As part of judging entries for the Brandon Hall Awards this year, I encountered an elearning module that attempted to teach the company’s sales people its new service orientation and its service oriented products. The elearning module was very well made, full of videos (actually it was practically a ‘video-based-training’ disguised as elearning) with very well written script and extremely professional production quality. The script and production quality was so good that I would have been proud of the product if it had been made by my team.

I went through the modules as a learner, something I hadn’t done in a while. I was probably the right audience, not in terms of being part of that company, but perhaps with about the same experience as the intended audience. So after being impressed with the first few video clippings I got down to actually attempting learning from it. And man was I unhappy going through the training.
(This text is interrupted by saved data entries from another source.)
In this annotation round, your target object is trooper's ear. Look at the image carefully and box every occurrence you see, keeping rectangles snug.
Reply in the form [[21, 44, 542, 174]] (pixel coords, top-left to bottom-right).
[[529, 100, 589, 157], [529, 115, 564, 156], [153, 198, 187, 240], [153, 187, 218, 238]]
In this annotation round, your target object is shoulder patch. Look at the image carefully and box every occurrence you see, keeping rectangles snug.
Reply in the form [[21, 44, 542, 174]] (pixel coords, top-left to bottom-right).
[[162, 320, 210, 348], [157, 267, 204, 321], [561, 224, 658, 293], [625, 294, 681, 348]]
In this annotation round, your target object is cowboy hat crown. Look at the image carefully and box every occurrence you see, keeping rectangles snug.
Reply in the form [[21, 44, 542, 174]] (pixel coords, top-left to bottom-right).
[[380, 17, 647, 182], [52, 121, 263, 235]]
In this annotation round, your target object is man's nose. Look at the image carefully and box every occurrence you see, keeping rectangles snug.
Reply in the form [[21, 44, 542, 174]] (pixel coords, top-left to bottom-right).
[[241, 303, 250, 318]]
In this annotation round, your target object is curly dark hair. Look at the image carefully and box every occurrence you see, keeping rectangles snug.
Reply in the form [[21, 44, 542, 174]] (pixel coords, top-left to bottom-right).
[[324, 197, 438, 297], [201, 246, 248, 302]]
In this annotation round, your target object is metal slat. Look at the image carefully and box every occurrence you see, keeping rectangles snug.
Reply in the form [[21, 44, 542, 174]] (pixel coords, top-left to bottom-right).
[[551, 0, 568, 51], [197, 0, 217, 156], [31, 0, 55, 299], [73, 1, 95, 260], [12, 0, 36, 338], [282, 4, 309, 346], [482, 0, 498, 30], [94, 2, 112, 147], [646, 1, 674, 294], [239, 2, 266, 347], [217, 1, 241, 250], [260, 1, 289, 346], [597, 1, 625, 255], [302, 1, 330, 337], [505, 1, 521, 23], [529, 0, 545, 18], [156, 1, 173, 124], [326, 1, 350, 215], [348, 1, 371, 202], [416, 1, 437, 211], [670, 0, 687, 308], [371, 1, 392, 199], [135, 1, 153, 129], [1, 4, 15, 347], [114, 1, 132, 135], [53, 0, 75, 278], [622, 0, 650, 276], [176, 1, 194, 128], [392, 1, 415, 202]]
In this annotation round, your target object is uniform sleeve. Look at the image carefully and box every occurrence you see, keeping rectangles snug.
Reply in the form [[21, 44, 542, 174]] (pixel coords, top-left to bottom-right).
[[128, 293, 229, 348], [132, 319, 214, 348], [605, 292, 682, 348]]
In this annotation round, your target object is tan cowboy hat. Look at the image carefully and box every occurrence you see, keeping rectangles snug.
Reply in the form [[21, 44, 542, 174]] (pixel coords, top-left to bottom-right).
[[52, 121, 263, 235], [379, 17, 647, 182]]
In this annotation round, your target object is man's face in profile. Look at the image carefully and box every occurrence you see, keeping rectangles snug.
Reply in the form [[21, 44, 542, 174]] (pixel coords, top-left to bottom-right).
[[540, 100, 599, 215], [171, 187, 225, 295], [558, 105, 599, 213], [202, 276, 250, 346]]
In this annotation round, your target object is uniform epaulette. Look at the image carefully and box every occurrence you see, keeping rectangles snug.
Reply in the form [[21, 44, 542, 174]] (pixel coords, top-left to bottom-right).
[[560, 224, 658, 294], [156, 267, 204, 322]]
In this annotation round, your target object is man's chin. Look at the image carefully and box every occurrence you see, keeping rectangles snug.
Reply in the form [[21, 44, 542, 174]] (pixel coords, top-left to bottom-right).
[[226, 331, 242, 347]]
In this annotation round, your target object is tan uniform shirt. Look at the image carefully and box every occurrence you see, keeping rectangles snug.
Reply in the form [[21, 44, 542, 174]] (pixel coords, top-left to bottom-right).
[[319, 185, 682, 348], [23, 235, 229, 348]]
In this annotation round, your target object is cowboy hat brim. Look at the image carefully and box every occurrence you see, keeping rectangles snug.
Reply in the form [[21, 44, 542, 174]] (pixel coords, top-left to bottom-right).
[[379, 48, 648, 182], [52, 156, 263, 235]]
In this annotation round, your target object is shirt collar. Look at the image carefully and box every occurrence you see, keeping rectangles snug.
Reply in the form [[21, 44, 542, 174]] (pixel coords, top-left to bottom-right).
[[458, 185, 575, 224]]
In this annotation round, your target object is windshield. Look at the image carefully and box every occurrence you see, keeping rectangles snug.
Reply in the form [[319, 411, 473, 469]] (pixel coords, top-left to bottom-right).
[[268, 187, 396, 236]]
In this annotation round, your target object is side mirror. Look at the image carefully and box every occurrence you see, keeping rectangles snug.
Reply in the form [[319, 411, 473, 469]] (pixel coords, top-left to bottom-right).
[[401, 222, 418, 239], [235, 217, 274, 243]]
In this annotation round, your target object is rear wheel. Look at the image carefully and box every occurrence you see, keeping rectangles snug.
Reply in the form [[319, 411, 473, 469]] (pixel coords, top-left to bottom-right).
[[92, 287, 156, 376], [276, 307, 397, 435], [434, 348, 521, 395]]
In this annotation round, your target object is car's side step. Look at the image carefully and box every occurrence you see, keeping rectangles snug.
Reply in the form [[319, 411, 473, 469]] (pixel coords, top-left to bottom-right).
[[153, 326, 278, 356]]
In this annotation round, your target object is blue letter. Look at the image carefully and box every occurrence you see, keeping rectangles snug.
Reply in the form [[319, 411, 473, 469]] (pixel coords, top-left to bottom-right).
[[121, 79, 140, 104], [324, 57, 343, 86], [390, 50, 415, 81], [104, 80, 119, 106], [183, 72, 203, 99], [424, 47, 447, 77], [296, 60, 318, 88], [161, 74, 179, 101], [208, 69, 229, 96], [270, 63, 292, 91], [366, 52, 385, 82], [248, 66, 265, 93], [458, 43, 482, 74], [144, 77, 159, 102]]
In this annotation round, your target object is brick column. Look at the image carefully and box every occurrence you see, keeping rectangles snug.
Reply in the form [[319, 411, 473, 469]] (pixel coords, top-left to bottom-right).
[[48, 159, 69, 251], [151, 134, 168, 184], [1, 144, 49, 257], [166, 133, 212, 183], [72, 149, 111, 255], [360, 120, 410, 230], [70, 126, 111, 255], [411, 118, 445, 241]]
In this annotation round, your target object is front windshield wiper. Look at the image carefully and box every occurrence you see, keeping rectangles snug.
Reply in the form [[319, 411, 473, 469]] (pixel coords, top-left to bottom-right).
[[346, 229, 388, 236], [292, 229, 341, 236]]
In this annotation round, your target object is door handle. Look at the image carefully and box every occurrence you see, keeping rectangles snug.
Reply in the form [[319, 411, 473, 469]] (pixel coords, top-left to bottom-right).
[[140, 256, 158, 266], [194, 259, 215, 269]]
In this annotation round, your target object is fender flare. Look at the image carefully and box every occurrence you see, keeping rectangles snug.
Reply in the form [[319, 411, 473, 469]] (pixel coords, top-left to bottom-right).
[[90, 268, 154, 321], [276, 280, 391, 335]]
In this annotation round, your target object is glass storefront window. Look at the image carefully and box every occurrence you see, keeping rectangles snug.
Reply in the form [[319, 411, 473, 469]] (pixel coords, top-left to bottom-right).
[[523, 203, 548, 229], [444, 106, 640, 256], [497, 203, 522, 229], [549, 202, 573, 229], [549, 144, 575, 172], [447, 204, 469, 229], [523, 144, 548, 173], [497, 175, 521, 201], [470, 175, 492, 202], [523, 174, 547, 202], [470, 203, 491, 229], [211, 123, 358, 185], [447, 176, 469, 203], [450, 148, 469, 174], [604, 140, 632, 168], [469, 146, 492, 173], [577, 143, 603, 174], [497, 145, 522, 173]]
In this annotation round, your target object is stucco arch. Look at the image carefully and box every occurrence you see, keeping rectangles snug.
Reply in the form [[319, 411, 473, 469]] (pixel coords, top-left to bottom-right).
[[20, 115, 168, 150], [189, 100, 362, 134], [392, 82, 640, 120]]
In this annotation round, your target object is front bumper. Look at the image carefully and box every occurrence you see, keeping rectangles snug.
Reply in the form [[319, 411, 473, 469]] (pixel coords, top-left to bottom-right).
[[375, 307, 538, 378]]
The training included lots of case studies and ‘role plays’ (the wrong and right way to sell videos). As an intended audience, I felt bad and felt the training was demeaning my intelligence and showed what I might be doing right now (remember I was trying to be in the actual learner’s shoes) in very bad light. Something like this might work in a controlled classroom environment where a trained instructor would be able to provoke me and respond to my reactions to the content being taught, and I might also have a healthy debate with others in the class. However using the elearning module, I felt the module was preaching to the choir and insulting the learner’s intelligence. Since it had no facilitation of a trainer and there were no other peers to learn from or debate with, I felt very bad about the content.

Which makes me wonder – can self-paced asynchronous elearning be a good tool for attempting to change behaviour? Is elearning better suited for certain types of audiences when attempting to do this? Are there some content areas that should just be dealt with in a classroom? Or perhaps is there a better way to teach behaviour change using elearning?